Molte delle suddette ricerche vengono fatte con frequenza costante nel corso dell’intero anno solare, ma segnatamente nei sette – otto giorni precedenti il 14 febbraio. La redazione manifesta fondata preoccupazione da un lato di non poter predisporre contenuti idonei a soddisfare le richieste di un target così definito, da un altro lato di vedere minacciata la propria indipendenza ad opera delle potenti lobby dell’industria dolciaria, che non nascondono le proprie mire di colonizzazione del campo semantico definito dal concetto di sorpresa, nel quale il dominio di questo blog risulta discretamente posizionato.

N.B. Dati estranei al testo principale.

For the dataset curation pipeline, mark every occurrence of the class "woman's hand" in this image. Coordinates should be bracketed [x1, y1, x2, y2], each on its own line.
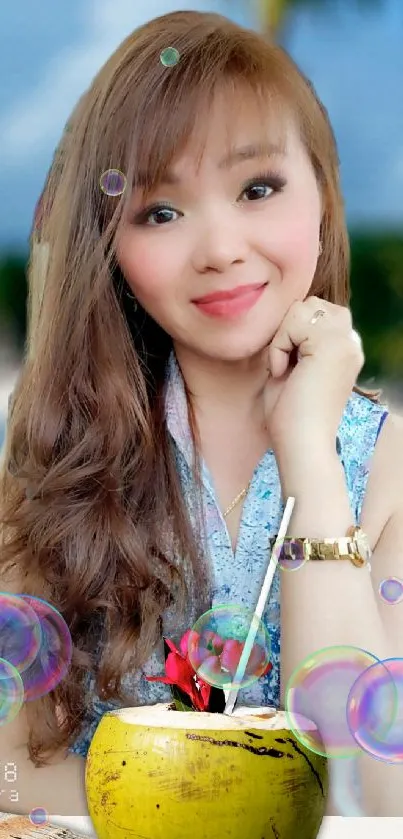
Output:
[263, 296, 365, 458]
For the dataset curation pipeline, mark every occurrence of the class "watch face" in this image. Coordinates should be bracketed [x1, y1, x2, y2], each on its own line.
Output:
[355, 529, 372, 562]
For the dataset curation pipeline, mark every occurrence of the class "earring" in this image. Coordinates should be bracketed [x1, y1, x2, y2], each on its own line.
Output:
[318, 240, 323, 256]
[126, 290, 138, 312]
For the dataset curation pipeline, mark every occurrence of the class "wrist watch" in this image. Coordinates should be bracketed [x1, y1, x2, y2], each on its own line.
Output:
[280, 526, 372, 570]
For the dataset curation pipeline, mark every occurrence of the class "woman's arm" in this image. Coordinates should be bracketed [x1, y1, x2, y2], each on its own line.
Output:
[0, 711, 89, 816]
[0, 568, 89, 816]
[277, 413, 403, 817]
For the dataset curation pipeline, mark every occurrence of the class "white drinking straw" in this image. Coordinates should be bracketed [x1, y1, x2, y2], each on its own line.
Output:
[224, 496, 295, 715]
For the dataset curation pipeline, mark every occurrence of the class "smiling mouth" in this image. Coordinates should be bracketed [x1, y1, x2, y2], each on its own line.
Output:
[192, 283, 268, 319]
[193, 283, 267, 304]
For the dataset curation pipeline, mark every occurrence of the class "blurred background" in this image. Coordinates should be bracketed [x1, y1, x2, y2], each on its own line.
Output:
[1, 0, 402, 449]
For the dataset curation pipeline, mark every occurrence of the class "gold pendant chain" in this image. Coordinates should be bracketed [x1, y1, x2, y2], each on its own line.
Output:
[223, 482, 251, 519]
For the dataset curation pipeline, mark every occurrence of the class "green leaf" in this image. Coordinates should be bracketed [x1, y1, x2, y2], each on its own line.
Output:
[171, 684, 196, 713]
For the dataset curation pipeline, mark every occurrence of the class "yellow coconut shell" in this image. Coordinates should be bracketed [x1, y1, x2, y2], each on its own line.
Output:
[85, 703, 328, 839]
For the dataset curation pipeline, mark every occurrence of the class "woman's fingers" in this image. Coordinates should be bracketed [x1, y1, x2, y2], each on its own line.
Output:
[266, 297, 353, 378]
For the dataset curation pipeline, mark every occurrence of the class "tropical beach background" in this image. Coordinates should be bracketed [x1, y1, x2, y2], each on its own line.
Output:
[1, 0, 402, 451]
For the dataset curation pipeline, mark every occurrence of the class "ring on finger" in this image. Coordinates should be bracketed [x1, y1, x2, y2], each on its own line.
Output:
[310, 308, 326, 325]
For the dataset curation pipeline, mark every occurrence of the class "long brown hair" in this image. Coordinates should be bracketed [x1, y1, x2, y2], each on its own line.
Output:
[0, 9, 380, 766]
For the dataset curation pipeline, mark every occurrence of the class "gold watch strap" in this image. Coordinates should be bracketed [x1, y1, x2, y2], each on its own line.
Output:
[280, 526, 372, 569]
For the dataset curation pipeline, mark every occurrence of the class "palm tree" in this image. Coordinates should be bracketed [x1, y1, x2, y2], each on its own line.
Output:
[257, 0, 382, 38]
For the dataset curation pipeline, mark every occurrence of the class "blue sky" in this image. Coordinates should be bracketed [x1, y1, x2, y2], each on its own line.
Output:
[1, 0, 402, 251]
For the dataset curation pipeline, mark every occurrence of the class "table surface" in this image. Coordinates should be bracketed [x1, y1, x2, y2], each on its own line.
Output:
[2, 811, 403, 837]
[46, 815, 403, 838]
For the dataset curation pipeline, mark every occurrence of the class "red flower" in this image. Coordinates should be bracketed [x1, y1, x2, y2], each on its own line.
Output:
[145, 629, 212, 711]
[188, 630, 272, 684]
[145, 628, 272, 712]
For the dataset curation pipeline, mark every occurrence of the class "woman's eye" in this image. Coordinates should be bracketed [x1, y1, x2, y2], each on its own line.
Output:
[143, 206, 178, 226]
[240, 175, 286, 202]
[136, 175, 285, 226]
[241, 182, 274, 201]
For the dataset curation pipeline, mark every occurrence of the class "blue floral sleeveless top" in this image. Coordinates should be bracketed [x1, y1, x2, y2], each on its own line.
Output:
[69, 353, 388, 757]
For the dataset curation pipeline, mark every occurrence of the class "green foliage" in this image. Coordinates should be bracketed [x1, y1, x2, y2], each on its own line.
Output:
[0, 232, 402, 381]
[283, 0, 382, 10]
[260, 0, 383, 36]
[0, 251, 28, 350]
[350, 232, 403, 382]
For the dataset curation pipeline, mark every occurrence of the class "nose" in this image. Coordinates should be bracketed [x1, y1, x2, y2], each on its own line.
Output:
[192, 211, 249, 274]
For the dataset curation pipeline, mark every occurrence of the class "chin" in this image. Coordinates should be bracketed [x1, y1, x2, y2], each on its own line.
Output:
[197, 334, 269, 363]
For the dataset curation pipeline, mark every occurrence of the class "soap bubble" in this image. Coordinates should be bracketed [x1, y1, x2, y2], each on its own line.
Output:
[99, 169, 127, 196]
[285, 645, 395, 758]
[29, 807, 49, 826]
[0, 592, 42, 674]
[0, 658, 24, 725]
[379, 577, 403, 605]
[187, 604, 271, 690]
[347, 657, 403, 763]
[19, 595, 73, 701]
[0, 593, 72, 710]
[274, 538, 307, 572]
[160, 47, 180, 67]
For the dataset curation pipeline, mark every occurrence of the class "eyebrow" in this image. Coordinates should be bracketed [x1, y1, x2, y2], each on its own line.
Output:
[138, 141, 287, 188]
[219, 141, 287, 169]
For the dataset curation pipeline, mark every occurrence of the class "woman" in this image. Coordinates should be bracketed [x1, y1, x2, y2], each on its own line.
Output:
[1, 9, 402, 817]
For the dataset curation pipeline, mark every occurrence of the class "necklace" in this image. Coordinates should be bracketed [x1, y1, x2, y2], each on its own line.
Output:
[223, 482, 251, 519]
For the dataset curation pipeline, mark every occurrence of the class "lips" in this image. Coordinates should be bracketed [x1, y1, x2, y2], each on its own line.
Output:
[192, 283, 267, 319]
[193, 283, 266, 304]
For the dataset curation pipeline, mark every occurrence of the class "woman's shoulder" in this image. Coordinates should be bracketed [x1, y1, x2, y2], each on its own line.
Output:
[336, 390, 395, 524]
[343, 389, 389, 434]
[342, 390, 403, 470]
[363, 406, 403, 517]
[337, 389, 389, 465]
[342, 386, 403, 534]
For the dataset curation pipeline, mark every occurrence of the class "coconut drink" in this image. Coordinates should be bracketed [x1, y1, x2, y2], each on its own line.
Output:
[85, 702, 328, 839]
[86, 592, 328, 838]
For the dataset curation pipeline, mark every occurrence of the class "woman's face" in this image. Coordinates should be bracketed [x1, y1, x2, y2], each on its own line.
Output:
[116, 88, 322, 363]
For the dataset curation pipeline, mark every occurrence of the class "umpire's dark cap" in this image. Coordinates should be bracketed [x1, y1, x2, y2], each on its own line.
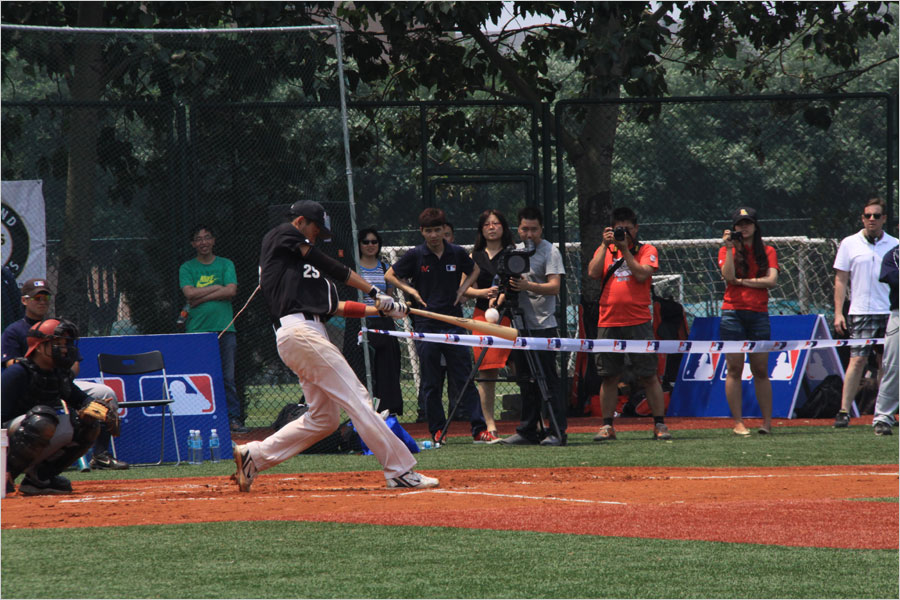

La redazione depreca, peraltro, il decadimento di una tradizione religiosa fondata sul martirio di un uomo libero a occasione di lucro per cioccolatai, cartolai e affini che fanno scadere in svenevoli e sdolcinati slogan, nonché in giochi di illusioni e delusioni adolescenziali, la sublime profondità dell’idea stessa di Sorpresa con conseguente oblio della sua autentica dimensione metafisica, ontologica ed esistenziale. Per questo motivo al posto del consueto articolo quotidiano verrà pubblicata, il 14 febbraio di ogni anno, un’immagine del Santo o riconducibile in qualche modo al culto in suo onore. I redattori si impegnano, nella stessa data, ad astenersi anche da qualsivoglia commento su questo e su altri blog.

Con la presente mozione si chiede all’editore di approvare l’istituzione della giornata annuale di festa e di garantire l’indipendenza presente e futura di questo blog.